COVID-19: Spain relaxes lockdown, Hundreds of thousands return to work

About 300,000 nonessential workers are estimated to have gone back to their jobs in Spain’s Madrid region on Monday as the country began a partial lifting of lockdown restrictions aimed at curbing the spread of coronavirus, a spokesperson for Madrid’s regional government told CNN.

As Spain enters its second month of lockdown, some restrictions were eased, allowing those who cannot work from home, such as those in the construction and manufacturing industries, to return to work.
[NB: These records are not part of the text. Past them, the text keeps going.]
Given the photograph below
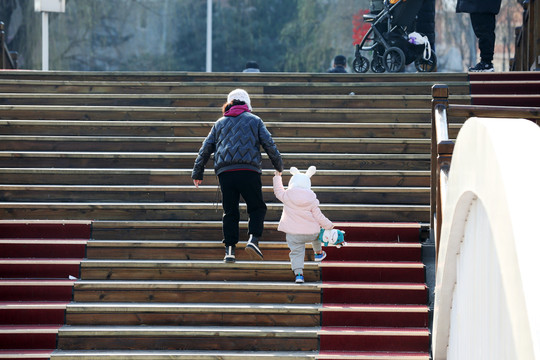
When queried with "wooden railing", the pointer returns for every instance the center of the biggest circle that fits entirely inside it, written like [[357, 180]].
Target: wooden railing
[[442, 146], [527, 47], [8, 59]]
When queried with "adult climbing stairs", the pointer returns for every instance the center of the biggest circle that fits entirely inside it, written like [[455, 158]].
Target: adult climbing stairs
[[117, 149]]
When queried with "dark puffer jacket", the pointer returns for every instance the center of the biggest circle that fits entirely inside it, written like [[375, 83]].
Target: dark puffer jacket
[[236, 142], [478, 6]]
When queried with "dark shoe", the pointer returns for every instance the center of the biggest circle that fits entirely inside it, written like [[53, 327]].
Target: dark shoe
[[252, 247], [482, 67], [229, 254]]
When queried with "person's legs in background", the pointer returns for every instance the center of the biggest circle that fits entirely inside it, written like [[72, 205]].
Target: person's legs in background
[[484, 28], [231, 213], [250, 186]]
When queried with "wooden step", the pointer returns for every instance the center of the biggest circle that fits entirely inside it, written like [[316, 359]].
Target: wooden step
[[148, 113], [216, 270], [130, 160], [184, 337], [209, 211], [186, 144], [187, 314], [186, 354], [216, 100], [403, 232], [202, 270], [201, 128], [224, 87], [149, 176], [187, 193], [273, 250], [174, 291]]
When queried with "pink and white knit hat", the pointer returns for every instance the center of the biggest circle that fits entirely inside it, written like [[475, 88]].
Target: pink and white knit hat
[[240, 94]]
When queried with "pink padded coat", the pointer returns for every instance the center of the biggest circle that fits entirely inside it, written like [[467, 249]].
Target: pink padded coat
[[301, 212]]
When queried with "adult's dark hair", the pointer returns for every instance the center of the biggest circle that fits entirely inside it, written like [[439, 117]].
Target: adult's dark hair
[[226, 107]]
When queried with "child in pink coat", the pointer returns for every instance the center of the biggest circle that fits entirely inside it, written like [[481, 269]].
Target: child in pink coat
[[302, 218]]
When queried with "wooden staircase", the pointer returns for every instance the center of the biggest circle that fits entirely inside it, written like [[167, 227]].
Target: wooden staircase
[[117, 149]]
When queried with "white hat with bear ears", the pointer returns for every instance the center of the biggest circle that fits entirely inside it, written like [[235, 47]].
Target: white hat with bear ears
[[299, 180]]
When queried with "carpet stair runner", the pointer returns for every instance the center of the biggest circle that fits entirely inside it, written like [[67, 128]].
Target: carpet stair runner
[[117, 149], [39, 264]]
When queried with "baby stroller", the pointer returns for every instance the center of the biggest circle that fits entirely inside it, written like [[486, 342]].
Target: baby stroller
[[391, 41]]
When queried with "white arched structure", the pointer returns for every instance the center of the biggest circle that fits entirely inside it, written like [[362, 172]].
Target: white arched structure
[[487, 293]]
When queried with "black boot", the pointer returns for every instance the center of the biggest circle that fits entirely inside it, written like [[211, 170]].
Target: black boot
[[229, 254], [252, 247]]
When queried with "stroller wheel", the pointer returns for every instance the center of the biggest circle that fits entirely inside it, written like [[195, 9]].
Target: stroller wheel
[[394, 59], [361, 64], [377, 65], [423, 65]]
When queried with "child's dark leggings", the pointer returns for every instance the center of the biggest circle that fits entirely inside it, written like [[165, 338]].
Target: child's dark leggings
[[248, 184]]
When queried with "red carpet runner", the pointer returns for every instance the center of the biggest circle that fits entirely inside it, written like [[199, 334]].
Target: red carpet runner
[[37, 259], [374, 295]]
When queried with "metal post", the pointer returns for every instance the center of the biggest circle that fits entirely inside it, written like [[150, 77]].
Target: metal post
[[209, 36], [45, 40]]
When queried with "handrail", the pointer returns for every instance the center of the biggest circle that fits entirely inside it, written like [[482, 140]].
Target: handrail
[[442, 147], [8, 59], [527, 48]]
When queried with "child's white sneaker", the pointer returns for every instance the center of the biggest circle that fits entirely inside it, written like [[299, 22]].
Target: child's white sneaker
[[321, 256]]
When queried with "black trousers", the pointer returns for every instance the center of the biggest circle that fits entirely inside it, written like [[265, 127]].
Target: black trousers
[[249, 185], [484, 29]]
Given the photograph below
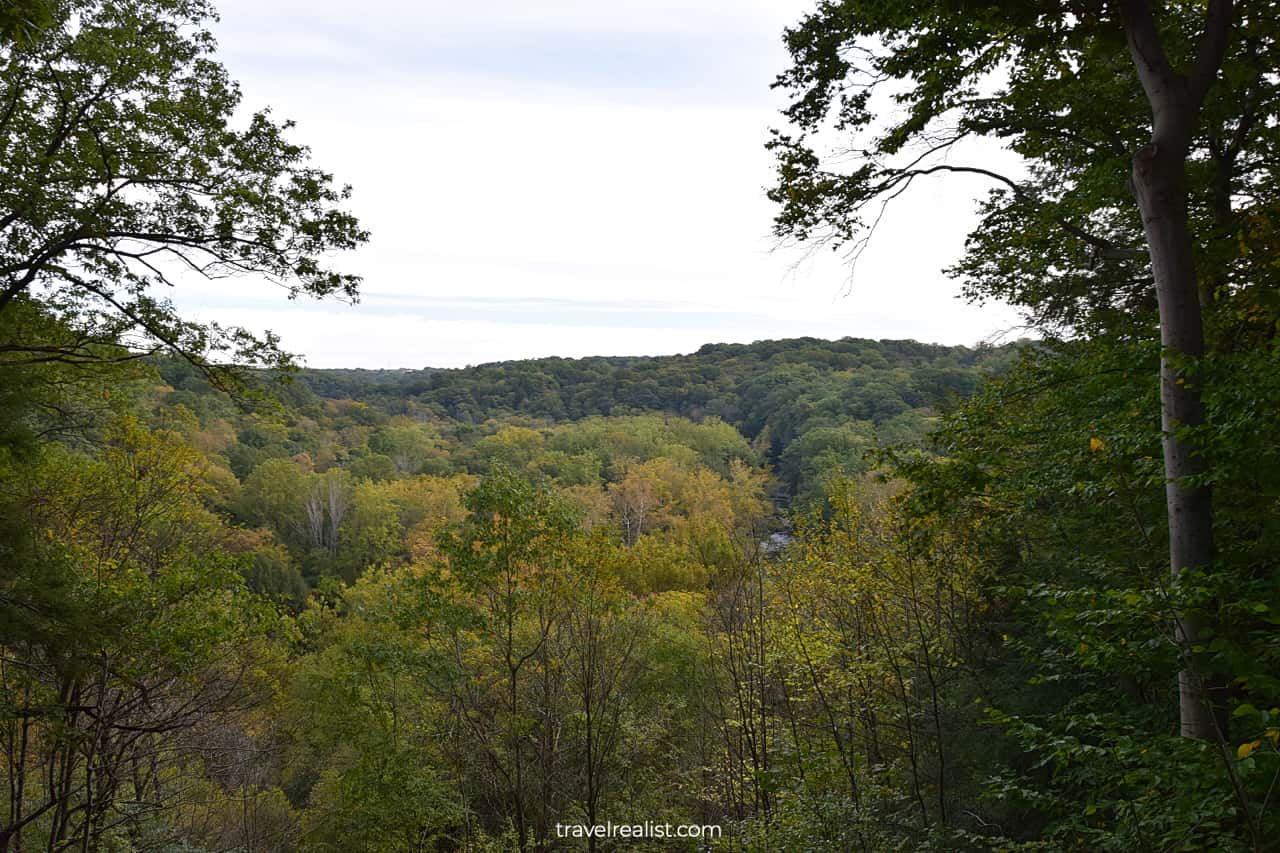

However, shops, bars, and restaurants and other businesses considered nonessential remain closed.

Spain has been one of the countries worst affected by the coronavirus pandemic, with more than 169,000 confirmed cases so far — the highest in Europe, and second only to the US, according to figures from Johns Hopkins University.

The country has now recorded a total of more than 17,400 deaths. On Monday, it recorded the second-lowest daily rise in deaths for three weeks: 517 fatalities in the past 24 hours.

But Prime Minister Pedro Sanchez has cautioned that the nation’s return to normal life will be “progressive,” stressing that the resumption of normal activity will happen in phases and will be accompanied by hygiene measures and efforts to monitor new cases and prevent further contagion.

“We can’t even know what kind of normality we’re returning to,” he said last week.